- 2022年02月15日 15:44 (配信日時 02月15日 06:00)
トランプが「人種差別者は黒人」とレッテル貼りする理由 - 海野素央 (明治大学教授 心理学博士)
2/2バイデンに追い風
最新の世論調査結果をみると、最高裁判事指名に関してバイデン氏に追い風が吹いている。エコノミストと調査会社ユーゴブの共同世論調査(22年1月29日~2月1日実施)によると、最高裁における人種の多様性に関して、有権者の66%が「重要である」と回答した。20年米大統領選挙でバイデン氏に投票をした有権者の92%、無党派層の61%が重要であると捉えている。
さらに同調査では、黒人女性最高裁判事指名について53%が賛成、25%が反対と答えた。昨年8月から支持率低迷が続いているバイデン氏にとって、黒人最高裁判事誕生がゲーム・チェンジャー(不利な状況を変える出来事)になり得るのか注目だ。

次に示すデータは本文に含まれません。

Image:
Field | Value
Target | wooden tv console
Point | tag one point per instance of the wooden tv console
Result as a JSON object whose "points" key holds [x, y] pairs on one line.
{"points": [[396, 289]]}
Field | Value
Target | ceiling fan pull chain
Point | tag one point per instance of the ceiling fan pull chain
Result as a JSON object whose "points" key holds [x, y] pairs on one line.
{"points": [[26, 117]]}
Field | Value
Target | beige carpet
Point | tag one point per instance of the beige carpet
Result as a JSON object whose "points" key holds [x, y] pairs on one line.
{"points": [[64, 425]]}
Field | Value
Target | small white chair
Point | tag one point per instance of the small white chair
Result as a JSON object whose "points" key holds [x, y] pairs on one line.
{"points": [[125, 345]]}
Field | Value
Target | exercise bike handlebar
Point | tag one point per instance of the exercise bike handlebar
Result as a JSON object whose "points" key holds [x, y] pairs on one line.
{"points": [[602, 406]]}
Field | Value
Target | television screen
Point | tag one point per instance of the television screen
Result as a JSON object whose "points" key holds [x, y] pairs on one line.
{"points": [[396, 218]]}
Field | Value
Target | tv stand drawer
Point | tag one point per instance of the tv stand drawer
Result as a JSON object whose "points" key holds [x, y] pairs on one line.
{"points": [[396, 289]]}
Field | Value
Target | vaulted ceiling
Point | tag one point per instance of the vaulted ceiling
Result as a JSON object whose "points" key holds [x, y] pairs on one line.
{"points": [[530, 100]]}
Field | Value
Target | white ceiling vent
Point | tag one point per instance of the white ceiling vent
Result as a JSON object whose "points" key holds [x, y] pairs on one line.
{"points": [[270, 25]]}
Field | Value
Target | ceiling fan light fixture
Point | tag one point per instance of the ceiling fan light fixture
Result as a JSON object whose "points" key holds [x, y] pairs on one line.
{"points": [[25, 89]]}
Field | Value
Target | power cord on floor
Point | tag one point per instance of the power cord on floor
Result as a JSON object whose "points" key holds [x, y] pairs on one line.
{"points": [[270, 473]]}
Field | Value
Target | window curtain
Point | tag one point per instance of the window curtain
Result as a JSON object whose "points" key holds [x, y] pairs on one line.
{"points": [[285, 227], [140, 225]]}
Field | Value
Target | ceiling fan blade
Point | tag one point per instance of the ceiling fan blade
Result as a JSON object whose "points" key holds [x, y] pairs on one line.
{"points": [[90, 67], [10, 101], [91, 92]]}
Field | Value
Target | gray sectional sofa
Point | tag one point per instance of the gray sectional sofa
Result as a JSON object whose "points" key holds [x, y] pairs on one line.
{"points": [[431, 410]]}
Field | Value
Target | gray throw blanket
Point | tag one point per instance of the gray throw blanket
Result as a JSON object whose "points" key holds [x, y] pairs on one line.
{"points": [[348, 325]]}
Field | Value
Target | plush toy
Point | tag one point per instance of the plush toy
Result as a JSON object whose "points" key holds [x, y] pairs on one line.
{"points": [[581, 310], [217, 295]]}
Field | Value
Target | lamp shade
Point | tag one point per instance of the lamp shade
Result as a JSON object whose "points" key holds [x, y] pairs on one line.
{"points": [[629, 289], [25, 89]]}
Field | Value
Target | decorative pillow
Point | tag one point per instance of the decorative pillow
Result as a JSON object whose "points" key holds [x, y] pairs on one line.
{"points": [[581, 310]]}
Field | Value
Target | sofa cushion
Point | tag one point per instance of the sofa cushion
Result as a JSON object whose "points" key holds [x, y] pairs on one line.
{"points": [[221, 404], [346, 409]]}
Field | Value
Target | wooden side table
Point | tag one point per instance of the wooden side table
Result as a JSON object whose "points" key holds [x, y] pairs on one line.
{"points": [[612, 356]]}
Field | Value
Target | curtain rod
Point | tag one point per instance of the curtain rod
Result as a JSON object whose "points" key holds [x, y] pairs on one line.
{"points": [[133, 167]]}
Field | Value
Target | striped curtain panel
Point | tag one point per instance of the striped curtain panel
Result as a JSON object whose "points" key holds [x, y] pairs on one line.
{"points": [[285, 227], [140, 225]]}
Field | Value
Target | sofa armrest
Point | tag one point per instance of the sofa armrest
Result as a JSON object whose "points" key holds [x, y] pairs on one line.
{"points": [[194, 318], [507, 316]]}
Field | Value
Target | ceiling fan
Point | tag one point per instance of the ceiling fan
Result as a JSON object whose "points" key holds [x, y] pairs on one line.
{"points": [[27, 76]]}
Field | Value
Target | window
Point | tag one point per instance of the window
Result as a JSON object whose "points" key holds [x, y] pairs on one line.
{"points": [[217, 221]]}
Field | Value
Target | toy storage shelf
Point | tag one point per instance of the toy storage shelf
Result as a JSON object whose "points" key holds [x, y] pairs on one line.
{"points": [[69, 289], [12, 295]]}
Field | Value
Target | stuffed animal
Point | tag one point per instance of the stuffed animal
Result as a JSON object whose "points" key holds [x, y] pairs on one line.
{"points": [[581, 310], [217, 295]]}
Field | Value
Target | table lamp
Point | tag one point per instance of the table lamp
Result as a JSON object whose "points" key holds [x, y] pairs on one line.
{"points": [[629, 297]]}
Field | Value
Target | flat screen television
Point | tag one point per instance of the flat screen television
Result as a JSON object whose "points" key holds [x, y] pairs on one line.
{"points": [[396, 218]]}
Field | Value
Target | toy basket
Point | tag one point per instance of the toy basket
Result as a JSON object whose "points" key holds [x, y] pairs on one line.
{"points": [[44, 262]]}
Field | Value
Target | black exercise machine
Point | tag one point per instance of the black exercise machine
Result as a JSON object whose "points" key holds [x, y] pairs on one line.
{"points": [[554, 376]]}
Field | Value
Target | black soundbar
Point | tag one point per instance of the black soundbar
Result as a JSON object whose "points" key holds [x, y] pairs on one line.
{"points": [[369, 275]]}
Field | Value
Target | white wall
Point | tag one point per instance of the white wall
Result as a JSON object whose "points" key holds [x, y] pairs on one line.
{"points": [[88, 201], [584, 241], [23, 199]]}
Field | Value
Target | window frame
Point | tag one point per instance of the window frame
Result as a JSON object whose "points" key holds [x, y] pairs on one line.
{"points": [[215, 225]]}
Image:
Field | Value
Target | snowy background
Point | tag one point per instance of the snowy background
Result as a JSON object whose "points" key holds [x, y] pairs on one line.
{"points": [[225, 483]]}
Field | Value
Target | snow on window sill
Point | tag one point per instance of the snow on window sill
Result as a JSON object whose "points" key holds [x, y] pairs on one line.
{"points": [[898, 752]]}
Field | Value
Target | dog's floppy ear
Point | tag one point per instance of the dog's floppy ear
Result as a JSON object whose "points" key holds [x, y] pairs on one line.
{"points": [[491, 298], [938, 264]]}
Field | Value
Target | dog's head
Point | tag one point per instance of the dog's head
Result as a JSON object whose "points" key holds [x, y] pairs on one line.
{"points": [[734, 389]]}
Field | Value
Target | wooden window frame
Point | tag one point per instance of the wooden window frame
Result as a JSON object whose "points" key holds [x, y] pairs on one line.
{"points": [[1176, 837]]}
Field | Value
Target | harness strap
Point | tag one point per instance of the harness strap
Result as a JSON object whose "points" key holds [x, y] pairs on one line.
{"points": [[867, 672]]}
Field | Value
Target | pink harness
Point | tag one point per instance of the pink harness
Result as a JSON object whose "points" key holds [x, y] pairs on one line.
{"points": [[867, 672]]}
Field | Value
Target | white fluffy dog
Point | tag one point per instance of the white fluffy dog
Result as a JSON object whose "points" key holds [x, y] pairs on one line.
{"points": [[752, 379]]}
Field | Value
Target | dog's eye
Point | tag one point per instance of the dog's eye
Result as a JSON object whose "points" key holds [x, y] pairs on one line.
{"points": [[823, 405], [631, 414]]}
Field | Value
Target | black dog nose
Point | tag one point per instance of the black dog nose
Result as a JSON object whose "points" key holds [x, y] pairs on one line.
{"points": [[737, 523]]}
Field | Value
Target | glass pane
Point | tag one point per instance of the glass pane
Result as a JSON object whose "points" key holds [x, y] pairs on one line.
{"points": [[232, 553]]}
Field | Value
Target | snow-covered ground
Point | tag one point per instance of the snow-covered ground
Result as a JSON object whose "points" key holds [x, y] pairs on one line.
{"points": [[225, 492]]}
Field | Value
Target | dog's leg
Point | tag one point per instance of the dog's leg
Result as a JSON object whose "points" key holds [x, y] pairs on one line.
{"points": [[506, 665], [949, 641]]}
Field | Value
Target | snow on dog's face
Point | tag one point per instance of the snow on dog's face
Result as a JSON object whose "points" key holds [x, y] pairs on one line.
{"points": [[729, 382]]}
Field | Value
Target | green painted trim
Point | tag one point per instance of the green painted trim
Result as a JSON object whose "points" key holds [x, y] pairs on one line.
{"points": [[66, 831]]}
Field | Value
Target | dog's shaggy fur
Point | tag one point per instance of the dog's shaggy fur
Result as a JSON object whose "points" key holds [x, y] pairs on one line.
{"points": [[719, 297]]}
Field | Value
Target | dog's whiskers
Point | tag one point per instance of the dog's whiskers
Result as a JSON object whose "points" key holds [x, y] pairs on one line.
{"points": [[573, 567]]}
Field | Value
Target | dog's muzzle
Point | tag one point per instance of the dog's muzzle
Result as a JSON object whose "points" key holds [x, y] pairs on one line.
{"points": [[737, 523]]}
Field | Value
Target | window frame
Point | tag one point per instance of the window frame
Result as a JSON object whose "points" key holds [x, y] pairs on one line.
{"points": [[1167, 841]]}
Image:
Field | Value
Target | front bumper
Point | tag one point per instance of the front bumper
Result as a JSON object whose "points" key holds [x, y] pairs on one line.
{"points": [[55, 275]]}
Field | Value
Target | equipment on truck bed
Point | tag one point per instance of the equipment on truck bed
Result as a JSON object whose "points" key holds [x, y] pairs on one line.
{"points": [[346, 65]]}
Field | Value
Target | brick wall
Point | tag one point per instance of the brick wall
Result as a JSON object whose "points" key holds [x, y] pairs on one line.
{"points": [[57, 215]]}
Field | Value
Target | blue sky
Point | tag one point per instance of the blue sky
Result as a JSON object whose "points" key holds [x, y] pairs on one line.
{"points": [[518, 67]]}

トランプは人種差別の被害者? 「波及するメッセージ」
バイデン大統領の黒人女性判事指名を意識したトランプ前大統領と共和党議員が、黒人を巡る発言を繰り返している。トランプ氏は1月29日、南部テキサス州で支持者を集めた大規模集会を開き、ニューヨーク州、ジョージア州およびワシントンDCの3人の検事を「急進的な悪意のある人種差別者」とレッテルを貼って厳しく非難した。
彼らはトランプ一族が経営するトランプ・オーガニゼーションの脱税疑惑、20年米大統領選挙においてトランプ氏が南部ジョージア州務長官に圧力をかけた問題と、21年1月6日に発生した連邦議会議事堂乱入事件を調査している。ポイントは、3人の検事全員が黒人であることだ。
米ワシントン・ポスト紙のクリーブ・ウットソン・ジュニア記者は、トランプ前大統領はテキサス州の集会で支持者に対して「自分は人種差別の犠牲者である」というメッセージを発信したと指摘した。確かにその通りだ。
白人中心の支持者は、トランプ氏のメッセージを「白人男性は人種差別の犠牲者である」と解釈するだろう。彼らは「白人男性は不公平に扱われ差別されている」というメッセージを支持者間に波及していくのだ。
「人種差別を行うのは黒人」という「隠されたメッセージ」
白人男性は生まれながらにして特権を得ている。だがその特権は今、失われつつある。しかも彼らは差別まで受けている。
このようなストーリー(物語)を構築したトランプ前大統領の狙いは、支持基盤の中核を成す白人男性の怒りや危機感を煽り、24年米大統領選挙まで彼らを活気づかせることである。一言で言えば、白人男性の「士気の維持」といえよう。
トランプ氏のメッセージには「隠されたメッセージ」が存在する。
人種差別を行うのは実は白人ではなく、黒人であるというメッセージが隠されているのだ。白人が黒人を差別するのは大嘘で、「逆差別」が真実であると言いたいのだ。
トランプ前大統領のメッセージに基づけば、バイデン大統領の黒人女性最高裁判事指名は、白人男性に対する差別になる。トランプ氏のメッセージは、正に「波及する隠されたメッセージ」といえる。
「白人男性VS黒人女性」
黒人から人種差別を受けているというトランプ前大統領のメッセージを受信した白人男性の支持者は、バイデン氏の黒人女性最高裁判事指名に反対することは容易に想像できる。上で紹介したエコノミストとユーゴブの共同世論調査によると、20年米大統領選挙でトランプ氏に投票した有権者の57%が、すでに黒人女性最高裁判事指名に反対している。
トランプ前大統領は「白人男性VS黒人女性」という新たな対立構図を作り、支持基盤である白人男性の結束を図るために人種を絡めたメッセージを発信していることは確かだ。トランプ氏の応援団も黙っていない。
テッド・クルーズ上院議員(共和党・南部テキサス州)は、バイデン大統領の黒人女性最高裁判事指名の約束に関して、「『あなたが白人男性や白人女性ならば運がなかった。(最高裁判事になる)資格がない』と言っているようなものだ」と批判した。クルーズ上院議員は白人男性と白人女性に対する人種差別であるというメッセージを発した。
今後、クルーズ氏や他の共和党議員はバイデン氏の黒人女性指名の約束を、連邦最高裁における「アファーマティブ・アクション」とレッテル貼りをして、ますます攻撃を強めていくだろう。
仮にそうなれば、トランプ前大統領から黒人、ヒスパニック系並びに無党派層の票が逃げる可能性が高まる。黒人を人種差別者として非難する選挙戦略は、結局トランプ氏と共和党にとって逆効果になるのではないだろうか。